According to the New York Times, McConnell "has told associates that he believes President Trump committed impeachable offenses and that he is pleased that Democrats are moving to impeach him, believing that it will make it easier to purge him from the party."
But the Kentucky Republican has not taken the necessary steps to ensure that a Senate trial takes place before Trump leaves office, leaving open the possibility that the proceedings could be put off for months. The Washington Post reported Monday that Biden, "scrambling to ensure the effort does not bog down the start of his tenure, pressed the Senate on whether it could simultaneously hold a trial of the president and pass urgently needed bills."
Then he shouldn't be blocking bringing up impeachment immediately by calling the Senate back into session now and conducting the trial under a tight timeline before Jan 20 https://t.co/yktaGCVdOu
— David Dayen (@ddayen) January 12, 2021
During a press conference on Monday, Senate Minority Leader Chuck Schumer (D-N.Y.) urged McConnell to reconvene the Senate in order to begin the trial immediately after the impeachment article is transmitted by the House, dismissing the Kentucky Republican's claim that the upper chamber's rules prohibit such a move without the consent of all 100 senators.
"Leader McConnell is saying he can't call the Senate back after the House votes for impeachment because it requires unanimous consent—the consent of every senator.

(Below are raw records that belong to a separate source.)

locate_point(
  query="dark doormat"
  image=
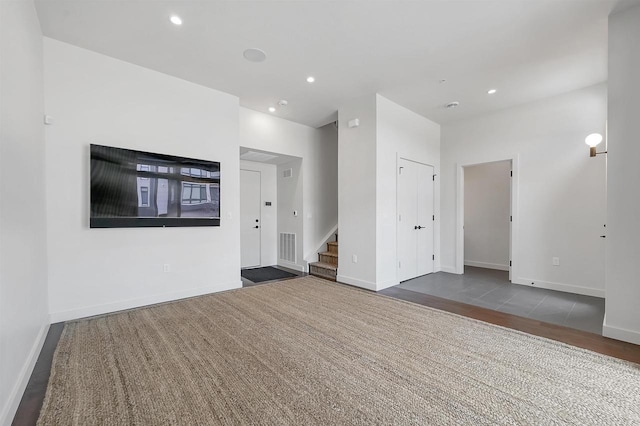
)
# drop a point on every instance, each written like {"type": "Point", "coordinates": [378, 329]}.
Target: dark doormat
{"type": "Point", "coordinates": [267, 273]}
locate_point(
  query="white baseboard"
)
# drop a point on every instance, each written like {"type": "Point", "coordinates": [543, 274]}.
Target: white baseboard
{"type": "Point", "coordinates": [448, 269]}
{"type": "Point", "coordinates": [356, 282]}
{"type": "Point", "coordinates": [90, 311]}
{"type": "Point", "coordinates": [620, 333]}
{"type": "Point", "coordinates": [313, 255]}
{"type": "Point", "coordinates": [290, 265]}
{"type": "Point", "coordinates": [497, 266]}
{"type": "Point", "coordinates": [12, 403]}
{"type": "Point", "coordinates": [569, 288]}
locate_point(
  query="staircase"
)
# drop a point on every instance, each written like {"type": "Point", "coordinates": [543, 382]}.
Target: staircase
{"type": "Point", "coordinates": [327, 266]}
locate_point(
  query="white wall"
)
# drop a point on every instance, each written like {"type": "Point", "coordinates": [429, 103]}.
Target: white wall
{"type": "Point", "coordinates": [23, 271]}
{"type": "Point", "coordinates": [561, 201]}
{"type": "Point", "coordinates": [319, 150]}
{"type": "Point", "coordinates": [368, 157]}
{"type": "Point", "coordinates": [290, 199]}
{"type": "Point", "coordinates": [96, 99]}
{"type": "Point", "coordinates": [400, 133]}
{"type": "Point", "coordinates": [268, 214]}
{"type": "Point", "coordinates": [622, 319]}
{"type": "Point", "coordinates": [487, 207]}
{"type": "Point", "coordinates": [357, 193]}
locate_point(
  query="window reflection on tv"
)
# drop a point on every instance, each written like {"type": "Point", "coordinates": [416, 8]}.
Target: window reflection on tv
{"type": "Point", "coordinates": [133, 188]}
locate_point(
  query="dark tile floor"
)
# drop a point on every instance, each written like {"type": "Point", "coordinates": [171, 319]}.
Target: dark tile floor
{"type": "Point", "coordinates": [248, 283]}
{"type": "Point", "coordinates": [491, 289]}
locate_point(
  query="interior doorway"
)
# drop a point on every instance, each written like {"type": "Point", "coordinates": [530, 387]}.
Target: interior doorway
{"type": "Point", "coordinates": [250, 224]}
{"type": "Point", "coordinates": [486, 216]}
{"type": "Point", "coordinates": [415, 219]}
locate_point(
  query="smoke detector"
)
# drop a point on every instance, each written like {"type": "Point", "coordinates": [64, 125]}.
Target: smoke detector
{"type": "Point", "coordinates": [254, 55]}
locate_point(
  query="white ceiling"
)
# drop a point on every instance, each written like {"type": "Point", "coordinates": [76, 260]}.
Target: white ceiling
{"type": "Point", "coordinates": [266, 157]}
{"type": "Point", "coordinates": [527, 49]}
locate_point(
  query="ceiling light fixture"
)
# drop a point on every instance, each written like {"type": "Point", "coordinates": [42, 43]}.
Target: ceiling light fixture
{"type": "Point", "coordinates": [593, 140]}
{"type": "Point", "coordinates": [254, 55]}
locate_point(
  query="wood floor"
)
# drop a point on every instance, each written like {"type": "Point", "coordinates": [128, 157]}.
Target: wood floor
{"type": "Point", "coordinates": [29, 408]}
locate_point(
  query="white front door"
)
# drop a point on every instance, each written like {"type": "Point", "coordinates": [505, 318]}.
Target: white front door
{"type": "Point", "coordinates": [249, 218]}
{"type": "Point", "coordinates": [415, 219]}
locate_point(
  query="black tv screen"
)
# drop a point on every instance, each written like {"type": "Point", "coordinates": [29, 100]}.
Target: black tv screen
{"type": "Point", "coordinates": [140, 189]}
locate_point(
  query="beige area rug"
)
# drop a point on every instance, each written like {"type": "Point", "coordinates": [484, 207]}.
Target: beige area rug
{"type": "Point", "coordinates": [306, 351]}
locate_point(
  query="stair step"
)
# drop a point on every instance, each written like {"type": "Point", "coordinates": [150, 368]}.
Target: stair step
{"type": "Point", "coordinates": [323, 270]}
{"type": "Point", "coordinates": [328, 253]}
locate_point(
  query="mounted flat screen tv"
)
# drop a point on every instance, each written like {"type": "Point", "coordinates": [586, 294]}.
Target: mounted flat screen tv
{"type": "Point", "coordinates": [141, 189]}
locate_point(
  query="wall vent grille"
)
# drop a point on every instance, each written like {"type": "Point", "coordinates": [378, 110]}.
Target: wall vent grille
{"type": "Point", "coordinates": [287, 247]}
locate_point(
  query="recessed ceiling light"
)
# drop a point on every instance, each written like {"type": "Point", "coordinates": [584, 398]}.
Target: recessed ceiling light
{"type": "Point", "coordinates": [254, 55]}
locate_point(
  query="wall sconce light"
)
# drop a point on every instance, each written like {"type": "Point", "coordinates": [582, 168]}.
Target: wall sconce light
{"type": "Point", "coordinates": [593, 140]}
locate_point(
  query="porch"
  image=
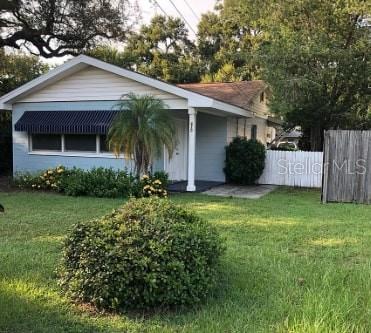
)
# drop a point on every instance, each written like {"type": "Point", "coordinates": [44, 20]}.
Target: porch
{"type": "Point", "coordinates": [198, 160]}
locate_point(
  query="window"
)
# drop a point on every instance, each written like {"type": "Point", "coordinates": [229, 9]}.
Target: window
{"type": "Point", "coordinates": [104, 148]}
{"type": "Point", "coordinates": [80, 142]}
{"type": "Point", "coordinates": [69, 143]}
{"type": "Point", "coordinates": [254, 132]}
{"type": "Point", "coordinates": [51, 142]}
{"type": "Point", "coordinates": [262, 97]}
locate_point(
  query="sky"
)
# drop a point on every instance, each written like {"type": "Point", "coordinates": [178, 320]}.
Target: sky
{"type": "Point", "coordinates": [191, 13]}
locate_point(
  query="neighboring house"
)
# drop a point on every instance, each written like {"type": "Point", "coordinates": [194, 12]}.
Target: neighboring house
{"type": "Point", "coordinates": [249, 95]}
{"type": "Point", "coordinates": [62, 118]}
{"type": "Point", "coordinates": [289, 139]}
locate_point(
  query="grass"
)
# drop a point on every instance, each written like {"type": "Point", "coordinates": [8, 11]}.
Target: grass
{"type": "Point", "coordinates": [292, 265]}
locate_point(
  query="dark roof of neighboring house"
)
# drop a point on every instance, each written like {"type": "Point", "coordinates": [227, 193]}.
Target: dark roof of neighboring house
{"type": "Point", "coordinates": [236, 93]}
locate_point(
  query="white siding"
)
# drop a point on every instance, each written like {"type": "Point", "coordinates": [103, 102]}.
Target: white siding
{"type": "Point", "coordinates": [96, 84]}
{"type": "Point", "coordinates": [242, 127]}
{"type": "Point", "coordinates": [301, 168]}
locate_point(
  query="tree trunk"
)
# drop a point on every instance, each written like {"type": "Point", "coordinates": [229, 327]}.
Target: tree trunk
{"type": "Point", "coordinates": [316, 138]}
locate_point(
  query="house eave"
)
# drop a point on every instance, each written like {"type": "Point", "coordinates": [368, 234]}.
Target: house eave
{"type": "Point", "coordinates": [76, 64]}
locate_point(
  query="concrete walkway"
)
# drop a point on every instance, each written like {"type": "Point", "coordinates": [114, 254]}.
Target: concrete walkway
{"type": "Point", "coordinates": [247, 192]}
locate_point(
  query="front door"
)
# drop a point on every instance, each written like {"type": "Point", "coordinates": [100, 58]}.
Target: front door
{"type": "Point", "coordinates": [176, 166]}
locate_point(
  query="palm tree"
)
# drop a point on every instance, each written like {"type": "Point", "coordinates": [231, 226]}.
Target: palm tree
{"type": "Point", "coordinates": [141, 130]}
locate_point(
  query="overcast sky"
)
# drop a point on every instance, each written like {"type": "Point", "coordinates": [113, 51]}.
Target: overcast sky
{"type": "Point", "coordinates": [149, 9]}
{"type": "Point", "coordinates": [199, 7]}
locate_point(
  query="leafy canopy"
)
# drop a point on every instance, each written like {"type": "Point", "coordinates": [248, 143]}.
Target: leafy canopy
{"type": "Point", "coordinates": [55, 28]}
{"type": "Point", "coordinates": [161, 49]}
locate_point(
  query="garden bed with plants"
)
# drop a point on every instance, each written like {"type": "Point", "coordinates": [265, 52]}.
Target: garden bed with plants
{"type": "Point", "coordinates": [96, 182]}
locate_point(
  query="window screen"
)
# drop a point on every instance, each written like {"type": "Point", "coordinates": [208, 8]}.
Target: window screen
{"type": "Point", "coordinates": [254, 132]}
{"type": "Point", "coordinates": [47, 142]}
{"type": "Point", "coordinates": [80, 142]}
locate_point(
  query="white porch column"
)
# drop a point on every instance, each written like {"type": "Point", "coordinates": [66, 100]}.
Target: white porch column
{"type": "Point", "coordinates": [192, 114]}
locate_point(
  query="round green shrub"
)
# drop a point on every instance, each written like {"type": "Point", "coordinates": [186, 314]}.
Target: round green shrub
{"type": "Point", "coordinates": [245, 161]}
{"type": "Point", "coordinates": [150, 253]}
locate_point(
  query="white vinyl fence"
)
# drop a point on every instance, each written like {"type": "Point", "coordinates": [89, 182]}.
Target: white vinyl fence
{"type": "Point", "coordinates": [293, 168]}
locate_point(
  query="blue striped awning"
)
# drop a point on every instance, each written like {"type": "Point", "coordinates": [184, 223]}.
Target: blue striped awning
{"type": "Point", "coordinates": [66, 122]}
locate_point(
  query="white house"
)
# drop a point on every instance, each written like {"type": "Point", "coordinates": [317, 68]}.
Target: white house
{"type": "Point", "coordinates": [62, 118]}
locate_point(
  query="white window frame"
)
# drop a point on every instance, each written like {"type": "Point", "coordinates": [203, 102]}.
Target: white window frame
{"type": "Point", "coordinates": [63, 152]}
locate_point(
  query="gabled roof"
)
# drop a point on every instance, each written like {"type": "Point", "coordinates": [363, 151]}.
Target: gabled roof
{"type": "Point", "coordinates": [239, 94]}
{"type": "Point", "coordinates": [76, 64]}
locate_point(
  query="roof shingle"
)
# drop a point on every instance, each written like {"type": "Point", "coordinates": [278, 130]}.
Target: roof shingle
{"type": "Point", "coordinates": [239, 94]}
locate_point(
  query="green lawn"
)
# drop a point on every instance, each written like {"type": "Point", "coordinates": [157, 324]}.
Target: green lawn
{"type": "Point", "coordinates": [292, 265]}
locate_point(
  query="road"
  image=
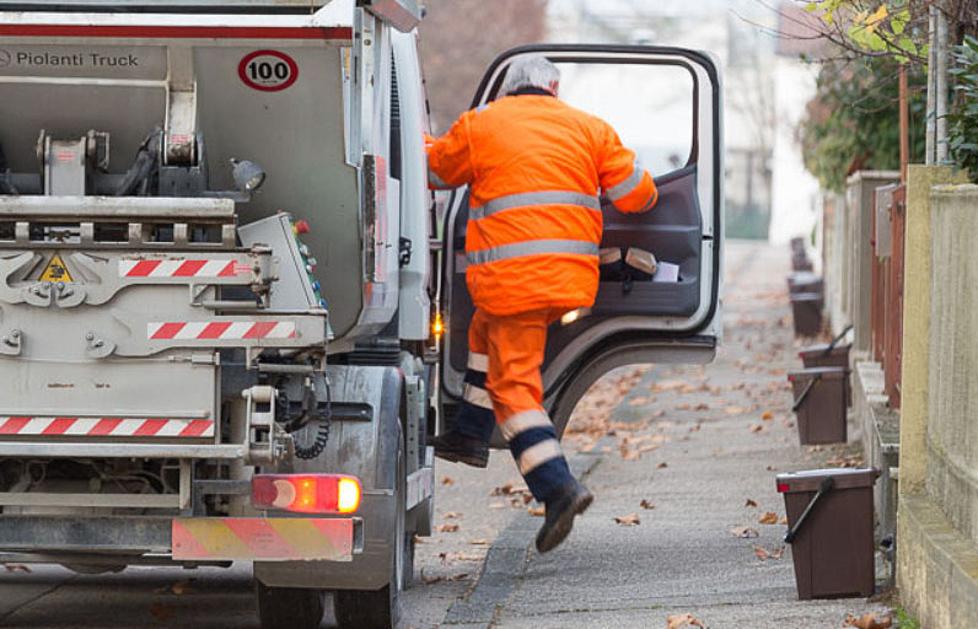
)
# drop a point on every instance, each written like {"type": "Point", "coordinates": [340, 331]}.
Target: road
{"type": "Point", "coordinates": [680, 455]}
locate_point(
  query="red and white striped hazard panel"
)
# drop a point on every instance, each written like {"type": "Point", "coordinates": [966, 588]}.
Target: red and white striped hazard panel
{"type": "Point", "coordinates": [220, 330]}
{"type": "Point", "coordinates": [106, 427]}
{"type": "Point", "coordinates": [269, 539]}
{"type": "Point", "coordinates": [182, 268]}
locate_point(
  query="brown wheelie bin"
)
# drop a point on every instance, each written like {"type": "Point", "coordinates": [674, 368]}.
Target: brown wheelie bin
{"type": "Point", "coordinates": [806, 310]}
{"type": "Point", "coordinates": [830, 529]}
{"type": "Point", "coordinates": [820, 405]}
{"type": "Point", "coordinates": [833, 354]}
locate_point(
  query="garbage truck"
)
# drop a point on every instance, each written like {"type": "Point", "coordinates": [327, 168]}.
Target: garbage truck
{"type": "Point", "coordinates": [231, 313]}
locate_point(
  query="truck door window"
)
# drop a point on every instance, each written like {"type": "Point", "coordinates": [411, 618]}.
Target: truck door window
{"type": "Point", "coordinates": [650, 105]}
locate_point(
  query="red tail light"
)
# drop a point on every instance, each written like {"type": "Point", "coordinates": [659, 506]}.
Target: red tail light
{"type": "Point", "coordinates": [306, 493]}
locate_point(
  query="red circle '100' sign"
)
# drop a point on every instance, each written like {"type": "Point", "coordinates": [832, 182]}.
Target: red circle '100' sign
{"type": "Point", "coordinates": [268, 71]}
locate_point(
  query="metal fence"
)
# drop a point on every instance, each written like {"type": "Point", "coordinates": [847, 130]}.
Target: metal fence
{"type": "Point", "coordinates": [889, 220]}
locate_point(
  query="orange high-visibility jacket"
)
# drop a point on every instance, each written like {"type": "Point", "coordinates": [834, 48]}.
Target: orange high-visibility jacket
{"type": "Point", "coordinates": [535, 166]}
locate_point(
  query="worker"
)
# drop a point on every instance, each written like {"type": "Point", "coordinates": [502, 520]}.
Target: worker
{"type": "Point", "coordinates": [534, 166]}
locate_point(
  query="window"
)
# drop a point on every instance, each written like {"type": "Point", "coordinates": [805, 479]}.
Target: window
{"type": "Point", "coordinates": [651, 106]}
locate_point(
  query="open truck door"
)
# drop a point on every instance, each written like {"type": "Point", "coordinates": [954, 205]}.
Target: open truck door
{"type": "Point", "coordinates": [666, 104]}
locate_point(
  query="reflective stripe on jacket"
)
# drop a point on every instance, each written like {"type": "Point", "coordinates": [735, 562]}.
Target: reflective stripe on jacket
{"type": "Point", "coordinates": [535, 166]}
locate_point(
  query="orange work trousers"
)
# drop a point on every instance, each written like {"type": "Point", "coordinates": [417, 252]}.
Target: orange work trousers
{"type": "Point", "coordinates": [503, 381]}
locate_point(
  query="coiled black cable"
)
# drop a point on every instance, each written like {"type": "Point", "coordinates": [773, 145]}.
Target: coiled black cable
{"type": "Point", "coordinates": [322, 437]}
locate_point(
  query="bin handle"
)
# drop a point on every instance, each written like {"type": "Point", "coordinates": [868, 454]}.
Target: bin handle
{"type": "Point", "coordinates": [801, 398]}
{"type": "Point", "coordinates": [824, 487]}
{"type": "Point", "coordinates": [835, 341]}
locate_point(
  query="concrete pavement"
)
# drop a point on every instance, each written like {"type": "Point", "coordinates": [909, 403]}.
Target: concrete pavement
{"type": "Point", "coordinates": [714, 437]}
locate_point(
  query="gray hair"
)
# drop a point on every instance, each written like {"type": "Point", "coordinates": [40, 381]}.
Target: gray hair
{"type": "Point", "coordinates": [531, 71]}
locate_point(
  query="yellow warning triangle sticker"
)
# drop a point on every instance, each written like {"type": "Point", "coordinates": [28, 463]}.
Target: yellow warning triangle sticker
{"type": "Point", "coordinates": [56, 271]}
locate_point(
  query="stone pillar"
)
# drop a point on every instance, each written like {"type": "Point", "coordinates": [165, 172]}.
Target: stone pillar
{"type": "Point", "coordinates": [916, 325]}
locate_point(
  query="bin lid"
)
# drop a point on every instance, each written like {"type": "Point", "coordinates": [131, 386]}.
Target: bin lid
{"type": "Point", "coordinates": [806, 297]}
{"type": "Point", "coordinates": [809, 480]}
{"type": "Point", "coordinates": [819, 348]}
{"type": "Point", "coordinates": [803, 277]}
{"type": "Point", "coordinates": [825, 373]}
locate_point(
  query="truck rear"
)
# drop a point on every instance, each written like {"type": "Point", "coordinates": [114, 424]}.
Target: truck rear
{"type": "Point", "coordinates": [203, 252]}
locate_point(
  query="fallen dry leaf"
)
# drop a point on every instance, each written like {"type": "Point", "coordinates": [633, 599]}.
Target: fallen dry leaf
{"type": "Point", "coordinates": [437, 579]}
{"type": "Point", "coordinates": [668, 385]}
{"type": "Point", "coordinates": [763, 554]}
{"type": "Point", "coordinates": [678, 621]}
{"type": "Point", "coordinates": [17, 567]}
{"type": "Point", "coordinates": [450, 557]}
{"type": "Point", "coordinates": [869, 621]}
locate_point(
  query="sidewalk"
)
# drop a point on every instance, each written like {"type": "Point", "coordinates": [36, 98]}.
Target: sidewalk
{"type": "Point", "coordinates": [696, 444]}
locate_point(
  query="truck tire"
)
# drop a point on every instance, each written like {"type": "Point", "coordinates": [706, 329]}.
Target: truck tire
{"type": "Point", "coordinates": [381, 609]}
{"type": "Point", "coordinates": [290, 608]}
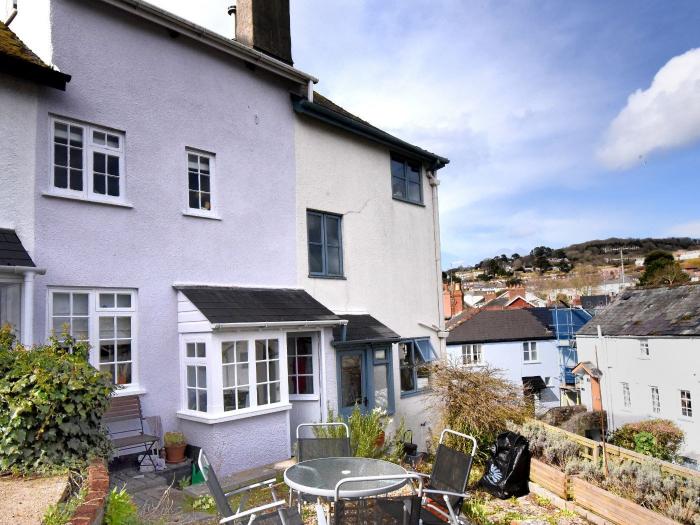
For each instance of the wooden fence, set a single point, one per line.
(593, 451)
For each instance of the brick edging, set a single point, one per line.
(91, 510)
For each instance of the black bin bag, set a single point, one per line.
(508, 471)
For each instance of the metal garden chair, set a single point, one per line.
(446, 485)
(276, 512)
(383, 510)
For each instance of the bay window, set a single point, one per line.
(231, 375)
(106, 319)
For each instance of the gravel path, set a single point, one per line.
(23, 501)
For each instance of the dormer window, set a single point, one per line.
(406, 180)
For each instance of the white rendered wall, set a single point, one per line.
(18, 117)
(673, 365)
(508, 357)
(388, 245)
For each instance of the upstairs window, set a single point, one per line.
(406, 180)
(414, 356)
(325, 244)
(686, 404)
(87, 161)
(644, 349)
(655, 400)
(626, 398)
(200, 171)
(471, 354)
(530, 351)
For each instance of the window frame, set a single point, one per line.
(530, 349)
(93, 316)
(324, 273)
(469, 350)
(644, 352)
(626, 395)
(427, 355)
(314, 396)
(655, 399)
(686, 403)
(395, 157)
(196, 361)
(89, 148)
(212, 212)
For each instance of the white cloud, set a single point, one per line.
(665, 116)
(688, 229)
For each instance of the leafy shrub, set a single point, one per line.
(548, 446)
(51, 405)
(120, 509)
(364, 431)
(476, 401)
(173, 439)
(666, 440)
(645, 484)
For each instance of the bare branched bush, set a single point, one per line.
(477, 401)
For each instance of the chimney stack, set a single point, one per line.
(264, 26)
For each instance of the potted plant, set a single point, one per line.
(175, 445)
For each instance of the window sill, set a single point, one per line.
(414, 393)
(119, 204)
(198, 215)
(132, 390)
(303, 397)
(408, 201)
(212, 419)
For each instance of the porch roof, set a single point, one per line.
(363, 328)
(237, 304)
(12, 252)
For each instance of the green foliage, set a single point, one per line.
(173, 439)
(475, 401)
(660, 438)
(61, 513)
(51, 405)
(205, 503)
(120, 509)
(660, 268)
(365, 429)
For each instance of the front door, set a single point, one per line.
(364, 379)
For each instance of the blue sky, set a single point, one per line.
(564, 121)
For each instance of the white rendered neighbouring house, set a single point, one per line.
(240, 253)
(518, 342)
(648, 357)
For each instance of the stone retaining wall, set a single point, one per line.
(91, 510)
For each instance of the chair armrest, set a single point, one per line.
(267, 482)
(445, 493)
(254, 510)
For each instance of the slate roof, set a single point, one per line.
(361, 127)
(363, 328)
(647, 313)
(12, 253)
(251, 305)
(492, 326)
(17, 59)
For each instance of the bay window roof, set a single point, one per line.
(12, 252)
(231, 305)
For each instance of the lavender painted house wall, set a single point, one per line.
(166, 94)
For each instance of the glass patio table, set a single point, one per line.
(318, 477)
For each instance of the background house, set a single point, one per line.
(518, 342)
(648, 358)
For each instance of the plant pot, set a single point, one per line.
(379, 442)
(175, 453)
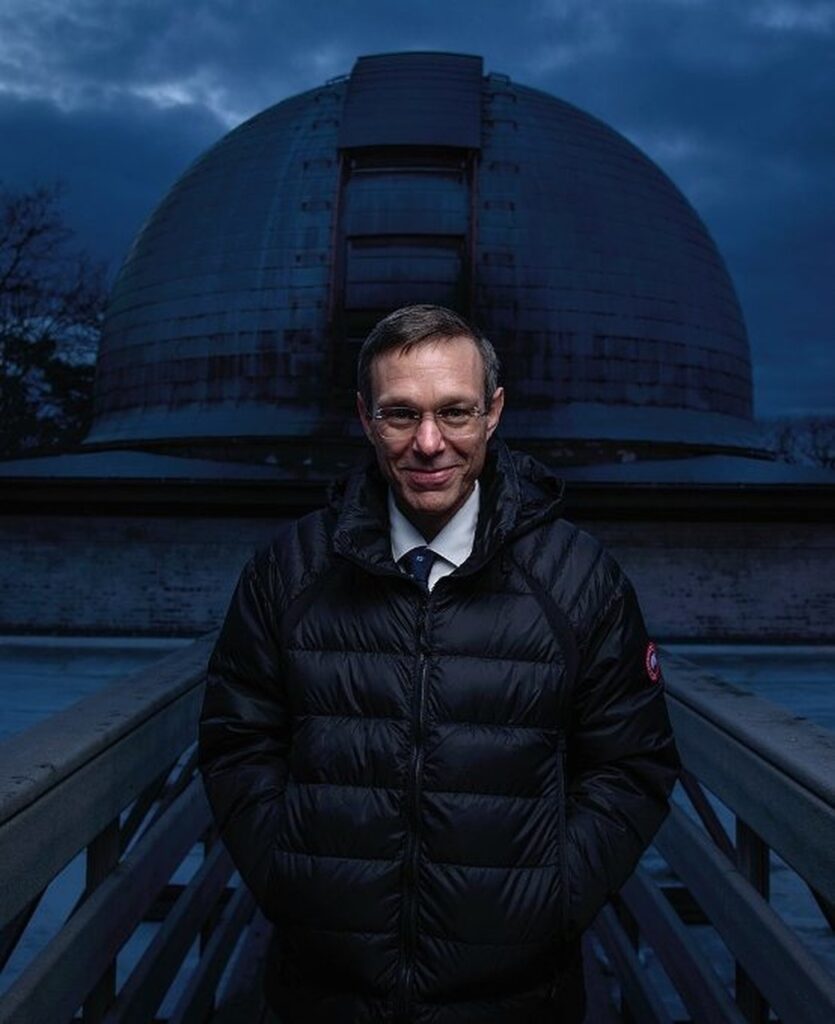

That's not true," said Schumer. "There was legislation passed in 2004 that allows the Senate minority leader and majority leader to jointly reconvene the Senate in times of emergency."
"This is a time of emergency," Schumer continued. "I've asked him to call the Senate back. All he needs is my agreement—I'm still minority leader—and his agreement, he's majority leader. We could come back ASAP and vote to convict Donald Trump and get him out of office now before any further damage is done."